He was Captain of Company H, of the 2nd regiment made up of Middlesboro boys and had returned from the border where he and his company had been for the last six months doing border duty. Capt. Owsley had taken sick on the train while returning from Ft. Bliss, Texas, to Ft. Thomas, Ky., and the sudden change in the climate and the extraordinary cold weather caused pneumonia.
The remains were brought home Tuesday morning after a proper military funeral at Ft. Thomas, accompanied by his brother, Walter, and Garrard Ford, 2nd Lieutenant, of the Middlesboro Company.
Funeral services were held in the M. E. church, South, last Wednesday evening at 2 o’clock by Rev. C. A. Tague, Rev. J. L. Early and Dr. J. M. Roddy. Over 1,000 of the town people turned out to pay tribute to a soldier and beloved townsman who had died in the service of his country. The pallbearers were: Earnest Turner, Will Oaks, Alva Campbell, J. Erby Boyd, White Fugate and Will C. Star. His remains were taken to the Colson cemetery where they were laid to rest.
The deceased is survived by his parents, Mr. and Mrs. S. Owsley, five brothers, John, Walter and Cecil, of this city, L. P. Owsley, of Alton, Ill., James Owsley, of Evansville, Ind., and two sisters, Miss Jennie Owsley, of this city, and Mrs. Mary Sloan, of Rose Hill, Va.
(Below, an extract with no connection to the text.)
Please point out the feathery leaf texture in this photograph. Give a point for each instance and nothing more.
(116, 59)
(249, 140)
“Dick,” as he was called by his friends was well-known and well liked by the entire city. For the last eight years he had belonged to the State militia, serving in several capacities and for the last three years he had been Captain of his company and was well liked by the men under him, as he would go out of the ordinary rules of military ethics to see that his men were treated kind and his patience and indulgence with his company was commented upon as one of the principles why he stood in such good favor with the men under him.
Capt. Owsley studied law and was admitted to the bar, but had never given very much attention to the practice of law and some time before he was called to the border he had been employed by the Government as a railway mail clerk.